Given some convex, proper, and lower semi-continuous function $f(x)$ defined for $x \in \RR^N$, its Legendre-Fenchel dual function is defined as $$\forall u \in \RR^N, \quad f^*(u) = \umax{x \in \RR^N} \dotp{x}{u} - f(x).$$

One can show that $f^*$ is a convex function, and that it satisfies $(f^*)^* = f$.

One can show if $f(x) = \frac{1}{2} \norm{A x - b}^2$ where $A \in \RR^{N \times N}$ is an invertible matrix, then $$f^*(u) = \frac{1}{2} \norm{\tilde A u + b}^2 \qwhereq \tilde A = (A^*)^{-1}.$$

One can show that in the case of $\ell^p$ norms $$f(x) = \norm{x}_p = \pa{ \sum_{i=1}^N \abs{x_i}^p }^{1/p}$$ with the usual extension to $p=+\infty$ $$\norm{x}_\infty = \umax{1 \leq i \leq N} \abs{x_i}$$ then one has $$f^*(u) = \iota_{\norm{\cdot}_q \leq 1} \qwhereq \frac{1}{p}+\frac{1}{q}=1,$$ where $\iota_{\Cc}$ is the indicator function of the convex set $\Cc$.

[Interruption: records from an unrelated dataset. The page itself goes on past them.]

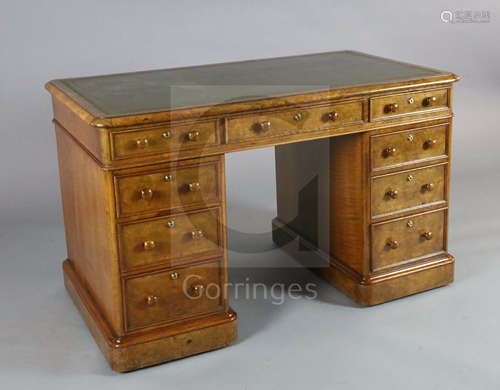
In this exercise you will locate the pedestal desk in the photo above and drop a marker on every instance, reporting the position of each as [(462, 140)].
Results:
[(362, 171)]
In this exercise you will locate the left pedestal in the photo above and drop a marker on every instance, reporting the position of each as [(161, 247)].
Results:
[(147, 255), (129, 353)]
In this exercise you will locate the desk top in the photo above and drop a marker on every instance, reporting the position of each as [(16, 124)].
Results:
[(138, 93)]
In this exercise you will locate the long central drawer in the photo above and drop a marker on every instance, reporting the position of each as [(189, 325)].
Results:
[(274, 124)]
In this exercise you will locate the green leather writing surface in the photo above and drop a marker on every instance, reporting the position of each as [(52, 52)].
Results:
[(160, 90)]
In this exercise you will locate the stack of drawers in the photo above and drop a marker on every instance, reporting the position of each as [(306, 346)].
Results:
[(171, 239), (409, 195)]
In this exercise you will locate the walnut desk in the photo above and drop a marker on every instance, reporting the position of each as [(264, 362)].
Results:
[(141, 160)]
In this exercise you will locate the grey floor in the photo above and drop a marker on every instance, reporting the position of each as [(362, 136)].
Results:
[(445, 338)]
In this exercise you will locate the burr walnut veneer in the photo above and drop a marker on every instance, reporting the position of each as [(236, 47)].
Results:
[(362, 170)]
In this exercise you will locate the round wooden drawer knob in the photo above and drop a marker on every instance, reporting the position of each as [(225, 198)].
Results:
[(197, 234), (194, 187), (393, 244), (389, 151), (152, 300), (263, 126), (146, 193), (142, 143), (197, 290), (193, 135), (333, 116), (149, 244), (427, 187), (427, 235), (430, 143), (393, 194), (391, 108), (429, 101)]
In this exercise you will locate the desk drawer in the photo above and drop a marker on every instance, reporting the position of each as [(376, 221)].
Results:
[(408, 189), (175, 236), (408, 146), (164, 139), (273, 124), (173, 294), (408, 238), (408, 103), (169, 188)]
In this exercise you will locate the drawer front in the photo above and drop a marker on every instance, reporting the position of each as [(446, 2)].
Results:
[(412, 188), (165, 139), (408, 103), (167, 189), (408, 238), (175, 236), (408, 146), (173, 295), (274, 124)]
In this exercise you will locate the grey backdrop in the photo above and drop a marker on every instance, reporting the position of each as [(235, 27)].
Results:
[(446, 338)]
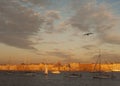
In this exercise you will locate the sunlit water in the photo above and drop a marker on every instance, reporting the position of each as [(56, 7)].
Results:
[(39, 79)]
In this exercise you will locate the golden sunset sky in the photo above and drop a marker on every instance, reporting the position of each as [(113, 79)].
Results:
[(34, 31)]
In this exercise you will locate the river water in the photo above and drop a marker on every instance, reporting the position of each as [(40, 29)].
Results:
[(39, 79)]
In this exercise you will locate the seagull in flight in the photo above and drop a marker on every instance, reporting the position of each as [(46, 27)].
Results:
[(87, 34)]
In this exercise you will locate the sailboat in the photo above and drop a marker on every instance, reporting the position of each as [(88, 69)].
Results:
[(55, 72), (46, 70), (99, 73)]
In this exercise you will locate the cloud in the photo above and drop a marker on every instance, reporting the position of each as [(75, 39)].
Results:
[(89, 47), (60, 54), (108, 57), (41, 3), (97, 18), (65, 56), (51, 16), (17, 24)]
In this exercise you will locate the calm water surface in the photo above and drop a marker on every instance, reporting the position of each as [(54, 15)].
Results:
[(39, 79)]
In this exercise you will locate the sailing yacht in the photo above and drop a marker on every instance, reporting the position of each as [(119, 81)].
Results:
[(55, 72), (46, 70), (99, 73)]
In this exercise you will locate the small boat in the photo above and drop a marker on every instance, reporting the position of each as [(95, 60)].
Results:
[(56, 72), (46, 70), (101, 74), (74, 75)]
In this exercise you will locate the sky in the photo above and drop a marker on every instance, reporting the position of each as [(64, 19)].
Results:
[(34, 31)]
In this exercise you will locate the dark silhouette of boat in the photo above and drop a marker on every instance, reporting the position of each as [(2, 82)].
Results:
[(99, 74)]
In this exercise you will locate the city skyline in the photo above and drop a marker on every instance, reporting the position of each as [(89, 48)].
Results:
[(37, 31)]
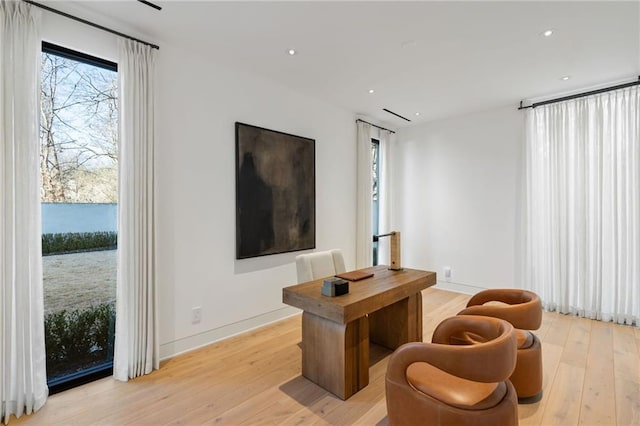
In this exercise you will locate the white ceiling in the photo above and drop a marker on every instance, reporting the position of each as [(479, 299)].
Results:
[(438, 58)]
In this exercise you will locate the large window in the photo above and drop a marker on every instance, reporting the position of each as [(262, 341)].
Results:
[(79, 170), (375, 205)]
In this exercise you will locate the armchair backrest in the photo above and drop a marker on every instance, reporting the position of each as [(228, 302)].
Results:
[(320, 264)]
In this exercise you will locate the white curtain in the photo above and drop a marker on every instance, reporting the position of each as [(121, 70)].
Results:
[(364, 183), (136, 345), (384, 194), (582, 206), (364, 226), (23, 379)]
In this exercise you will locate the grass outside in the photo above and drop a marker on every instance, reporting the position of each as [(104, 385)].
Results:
[(79, 280)]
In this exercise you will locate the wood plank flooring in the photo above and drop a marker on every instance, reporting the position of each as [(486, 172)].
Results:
[(591, 377)]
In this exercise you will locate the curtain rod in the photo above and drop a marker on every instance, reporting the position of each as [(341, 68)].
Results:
[(371, 124), (581, 95), (84, 21)]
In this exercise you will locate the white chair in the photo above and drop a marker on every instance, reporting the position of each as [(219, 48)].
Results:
[(321, 264)]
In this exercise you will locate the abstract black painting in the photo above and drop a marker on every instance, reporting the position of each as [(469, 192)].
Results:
[(275, 192)]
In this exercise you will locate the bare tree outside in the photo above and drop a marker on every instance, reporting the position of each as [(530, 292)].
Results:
[(79, 171), (78, 133)]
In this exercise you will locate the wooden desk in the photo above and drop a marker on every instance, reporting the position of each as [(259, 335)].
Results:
[(386, 309)]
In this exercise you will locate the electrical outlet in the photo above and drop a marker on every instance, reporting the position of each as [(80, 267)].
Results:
[(447, 273), (196, 315)]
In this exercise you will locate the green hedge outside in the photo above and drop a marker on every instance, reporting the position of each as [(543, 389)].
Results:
[(78, 241), (79, 339)]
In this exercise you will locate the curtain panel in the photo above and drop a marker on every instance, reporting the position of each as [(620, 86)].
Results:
[(364, 183), (136, 345), (582, 206), (386, 138), (364, 217), (23, 381)]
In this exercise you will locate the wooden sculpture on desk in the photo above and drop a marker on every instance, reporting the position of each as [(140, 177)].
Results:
[(394, 263)]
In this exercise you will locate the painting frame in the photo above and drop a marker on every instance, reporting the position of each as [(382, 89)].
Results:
[(275, 192)]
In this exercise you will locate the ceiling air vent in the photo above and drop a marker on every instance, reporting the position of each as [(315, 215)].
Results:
[(397, 115), (148, 3)]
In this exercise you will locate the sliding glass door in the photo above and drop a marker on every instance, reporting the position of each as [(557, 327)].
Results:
[(79, 170)]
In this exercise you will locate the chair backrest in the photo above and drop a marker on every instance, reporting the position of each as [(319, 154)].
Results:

## FB on the Fenchel-Rockafellar Dual Problem¶

We are concerned with the minimization of composite problems of the form $$\umin{x \in \RR^N} f(x) + g(A(x))$$ where $A \in \in \RR^{P \times N}$ is a linear map (a matrix), $f : \RR^N \rightarrow \RR$ and $g : \RR^P \rightarrow \RR$ are convex functional.

We now assume that $f$ is a $L$-strongly convex function. In this case, one can show that $f^*$ is a $C^1$ smooth function, and that its gradient is $L$-Lipschitz.

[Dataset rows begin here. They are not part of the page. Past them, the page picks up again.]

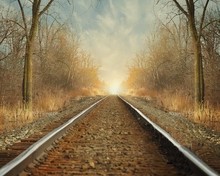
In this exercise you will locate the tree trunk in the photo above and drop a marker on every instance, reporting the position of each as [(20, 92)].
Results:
[(198, 69), (27, 77)]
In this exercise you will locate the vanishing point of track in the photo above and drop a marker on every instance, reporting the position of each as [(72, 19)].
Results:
[(108, 140)]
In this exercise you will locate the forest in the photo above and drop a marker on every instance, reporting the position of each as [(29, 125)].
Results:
[(179, 66), (42, 64)]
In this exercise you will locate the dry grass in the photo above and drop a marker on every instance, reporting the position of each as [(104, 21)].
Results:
[(11, 117), (47, 101)]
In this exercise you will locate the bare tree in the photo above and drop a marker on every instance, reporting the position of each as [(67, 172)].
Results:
[(30, 34), (189, 8)]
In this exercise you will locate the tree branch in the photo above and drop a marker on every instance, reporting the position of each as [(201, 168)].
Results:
[(203, 17), (46, 7), (23, 18), (180, 7)]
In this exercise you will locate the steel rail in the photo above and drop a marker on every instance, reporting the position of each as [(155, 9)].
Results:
[(18, 164), (201, 166)]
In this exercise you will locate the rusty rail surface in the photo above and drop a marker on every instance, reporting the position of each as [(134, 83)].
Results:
[(198, 165)]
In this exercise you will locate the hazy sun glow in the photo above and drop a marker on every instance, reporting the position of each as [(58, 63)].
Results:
[(114, 89)]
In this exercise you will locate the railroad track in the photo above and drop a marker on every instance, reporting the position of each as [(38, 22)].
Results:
[(108, 140)]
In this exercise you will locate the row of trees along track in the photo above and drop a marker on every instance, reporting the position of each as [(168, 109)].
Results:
[(35, 40), (200, 18), (30, 39)]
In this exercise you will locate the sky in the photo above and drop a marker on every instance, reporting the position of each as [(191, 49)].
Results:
[(112, 31)]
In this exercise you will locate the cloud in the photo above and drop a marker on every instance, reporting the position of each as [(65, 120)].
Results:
[(113, 32)]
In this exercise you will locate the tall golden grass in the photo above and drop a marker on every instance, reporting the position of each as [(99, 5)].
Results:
[(48, 101)]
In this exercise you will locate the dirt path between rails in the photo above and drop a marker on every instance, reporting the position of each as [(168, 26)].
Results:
[(109, 141)]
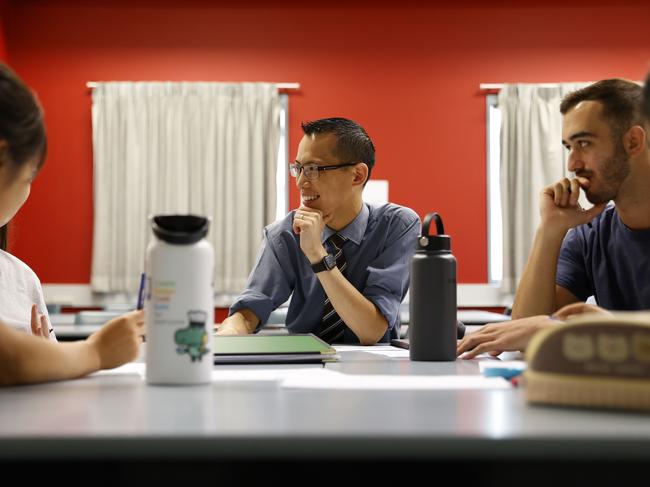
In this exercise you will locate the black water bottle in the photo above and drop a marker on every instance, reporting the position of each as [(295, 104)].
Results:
[(433, 326)]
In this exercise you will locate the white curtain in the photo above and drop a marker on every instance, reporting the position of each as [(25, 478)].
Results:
[(179, 147), (532, 157)]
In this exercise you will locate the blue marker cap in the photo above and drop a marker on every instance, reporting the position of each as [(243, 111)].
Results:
[(141, 292)]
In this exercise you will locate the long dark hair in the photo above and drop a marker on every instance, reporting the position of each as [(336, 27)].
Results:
[(21, 127)]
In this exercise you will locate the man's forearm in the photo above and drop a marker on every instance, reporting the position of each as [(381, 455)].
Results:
[(357, 311), (242, 322), (536, 291)]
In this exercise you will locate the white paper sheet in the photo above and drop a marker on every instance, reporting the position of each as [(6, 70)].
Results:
[(397, 382)]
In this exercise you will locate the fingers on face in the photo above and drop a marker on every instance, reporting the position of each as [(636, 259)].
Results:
[(562, 192), (575, 192)]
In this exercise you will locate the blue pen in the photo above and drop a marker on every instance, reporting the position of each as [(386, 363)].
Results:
[(141, 291), (505, 372)]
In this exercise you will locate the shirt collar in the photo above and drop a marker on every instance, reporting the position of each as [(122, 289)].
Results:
[(355, 230)]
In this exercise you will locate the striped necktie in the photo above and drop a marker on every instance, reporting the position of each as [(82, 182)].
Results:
[(332, 326)]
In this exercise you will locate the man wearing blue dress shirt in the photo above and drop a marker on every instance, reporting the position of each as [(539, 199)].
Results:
[(297, 258)]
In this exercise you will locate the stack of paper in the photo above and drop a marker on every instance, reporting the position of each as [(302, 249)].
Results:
[(255, 349)]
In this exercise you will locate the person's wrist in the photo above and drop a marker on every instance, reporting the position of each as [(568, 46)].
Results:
[(91, 348), (316, 257)]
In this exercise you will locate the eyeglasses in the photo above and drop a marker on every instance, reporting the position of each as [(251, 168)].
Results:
[(312, 171)]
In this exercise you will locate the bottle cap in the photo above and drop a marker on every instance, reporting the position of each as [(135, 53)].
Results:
[(180, 229), (433, 243)]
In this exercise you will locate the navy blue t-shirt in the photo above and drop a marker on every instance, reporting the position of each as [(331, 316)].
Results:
[(608, 261)]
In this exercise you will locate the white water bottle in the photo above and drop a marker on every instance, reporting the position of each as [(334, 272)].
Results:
[(179, 301)]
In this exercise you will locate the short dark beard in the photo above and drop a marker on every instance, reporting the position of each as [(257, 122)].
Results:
[(614, 171)]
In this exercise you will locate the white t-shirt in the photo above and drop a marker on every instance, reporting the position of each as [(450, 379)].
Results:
[(19, 289)]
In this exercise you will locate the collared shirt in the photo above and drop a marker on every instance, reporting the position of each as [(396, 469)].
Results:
[(609, 261), (381, 242)]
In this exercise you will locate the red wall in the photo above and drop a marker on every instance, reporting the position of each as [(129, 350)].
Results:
[(410, 74), (3, 40)]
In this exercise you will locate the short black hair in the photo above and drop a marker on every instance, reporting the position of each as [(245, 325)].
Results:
[(353, 142), (621, 100), (21, 127)]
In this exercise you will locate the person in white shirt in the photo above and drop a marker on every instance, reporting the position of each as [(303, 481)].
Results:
[(28, 352)]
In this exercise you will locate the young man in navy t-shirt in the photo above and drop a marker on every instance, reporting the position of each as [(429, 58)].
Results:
[(602, 252)]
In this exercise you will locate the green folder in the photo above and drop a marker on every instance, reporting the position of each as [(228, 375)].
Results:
[(300, 348)]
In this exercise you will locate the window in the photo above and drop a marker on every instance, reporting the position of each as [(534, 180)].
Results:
[(282, 174), (495, 236)]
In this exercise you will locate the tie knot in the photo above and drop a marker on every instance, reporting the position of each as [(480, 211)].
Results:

In this case, the Fenchel-Rockafellar theorem shows that one can solve the following dual problem $$\umin{x \in \RR^N} f(x) + g(A(x)) = • \umin{u \in \RR^P} f^( -A^ u ) + g^(u)$$ and recover the unique solution $x^\star$ of the primal problem from a (non-necessarily unique) solution $u^\star$ to the dual problem as $$x^\star = \nabla f^( -A^* u^\star ).$$

Denoting $F(u) = f^*( -A^* u )$ and $G(u) = g^*(u)$, one thus needs to solve the problem $$\umin{u \in \RR^P} F(u) + G(u).$$

We assume that the function $g$ is simple, in the sense that one can compute in closed form the so-called proximal mapping, which is defined as $$\text{prox}_{\ga g}(x) = \uargmin{z \in \RR^N} \frac{1}{2}\norm{x-z}^2 + \ga g(z).$$ for any $\ga > 0$.

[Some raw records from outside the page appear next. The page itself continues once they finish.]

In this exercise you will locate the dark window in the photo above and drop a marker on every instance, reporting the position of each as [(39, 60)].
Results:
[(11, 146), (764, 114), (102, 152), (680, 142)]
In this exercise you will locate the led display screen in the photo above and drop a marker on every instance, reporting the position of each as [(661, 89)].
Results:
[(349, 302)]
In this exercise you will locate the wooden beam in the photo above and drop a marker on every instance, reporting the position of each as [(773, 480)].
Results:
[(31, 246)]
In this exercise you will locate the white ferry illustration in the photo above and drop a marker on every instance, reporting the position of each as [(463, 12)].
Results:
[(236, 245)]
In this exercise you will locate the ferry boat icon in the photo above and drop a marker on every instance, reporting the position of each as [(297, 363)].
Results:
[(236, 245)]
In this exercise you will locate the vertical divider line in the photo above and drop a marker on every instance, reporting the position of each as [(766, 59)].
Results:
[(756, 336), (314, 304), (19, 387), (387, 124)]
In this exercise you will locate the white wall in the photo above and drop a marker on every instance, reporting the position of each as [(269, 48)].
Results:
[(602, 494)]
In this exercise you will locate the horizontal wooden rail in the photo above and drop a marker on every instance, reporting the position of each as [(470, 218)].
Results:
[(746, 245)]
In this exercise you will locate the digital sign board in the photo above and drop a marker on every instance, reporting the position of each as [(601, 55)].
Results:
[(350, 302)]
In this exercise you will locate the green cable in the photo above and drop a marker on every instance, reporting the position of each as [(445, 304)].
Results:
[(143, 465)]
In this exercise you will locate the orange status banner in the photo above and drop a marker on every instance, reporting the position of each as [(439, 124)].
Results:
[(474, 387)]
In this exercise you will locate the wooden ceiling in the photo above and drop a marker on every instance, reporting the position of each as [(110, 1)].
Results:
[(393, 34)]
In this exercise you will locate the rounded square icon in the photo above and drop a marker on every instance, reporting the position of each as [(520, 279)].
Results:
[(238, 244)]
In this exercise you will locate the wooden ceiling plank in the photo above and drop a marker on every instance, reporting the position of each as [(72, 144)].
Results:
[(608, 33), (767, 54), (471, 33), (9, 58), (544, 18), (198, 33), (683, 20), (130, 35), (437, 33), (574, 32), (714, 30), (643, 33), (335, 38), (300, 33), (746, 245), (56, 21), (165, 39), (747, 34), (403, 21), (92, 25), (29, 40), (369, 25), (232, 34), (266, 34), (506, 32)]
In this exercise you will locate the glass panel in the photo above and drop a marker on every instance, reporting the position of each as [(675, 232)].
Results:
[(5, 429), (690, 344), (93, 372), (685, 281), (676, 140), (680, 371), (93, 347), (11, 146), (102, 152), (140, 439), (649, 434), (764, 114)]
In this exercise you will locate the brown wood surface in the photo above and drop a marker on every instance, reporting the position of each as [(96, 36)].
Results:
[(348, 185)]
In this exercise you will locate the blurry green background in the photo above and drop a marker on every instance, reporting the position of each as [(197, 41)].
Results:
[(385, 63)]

Note that $g$ being simple is equivalent to $g^*$ also being simple because of Moreau's identity: $$x = \text{prox}_{\tau g^*}(x) + \tau \text{prox}_{g/\tau}(x/\tau).$$

Since $F$ is smooth and $G$ is simple, one can apply the Foward-Backward algorithm, which reads, after initilizing $u^{(0)} \in \RR^P$, $$u^{(\ell+1)} = \text{prox}_{\ga G}\pa{ u^{(\ell)} - \ga \nabla F( u^{(\ell)} ) }.$$ with $\ga < 2/L$.

The primal iterates are defined as $$x^{(\ell)} = \nabla F( -A^* u^{(\ell)} ).$$

## Total Variation¶

The total variation of a smooth function $\phi : \RR^2 \rightarrow \RR$ is defined as $$J(\phi) = \int \norm{\nabla \phi(s)} d s$$ The total variation of an image is also equal to the total length of its level sets. $$J(\phi) = \int_{-\infty}^{+\infty} L( S_t(\phi) ) dt.$$ Where $S_t(\phi)$ is the level set at $t$ of the function $\phi$ $$S_t(\phi)= \enscond{ s }{ \phi(s)=t } .$$ This shows that the total variation can be extended to functions having step discontinuities.

We consider images $x = (x_{i,j})_{i,j} \in \RR^N$ of $N=n\times n$ pixels.

We consider here a discretized gradient operator $A : \RR^N \rightarrow \RR^P$ where $P=2N$ defined as $$A x = u = (u^1,u^2) \qwhereq u^1 = ( x_{i+1,j}-x_{i,j} )_{ i,j } \in \RR^N \qandq u^2 = ( x_{i,j+1}-x_{i,j} )_{ i,j } \in \RR^N.$$ where we assume periodic boundary conditions for simplicity.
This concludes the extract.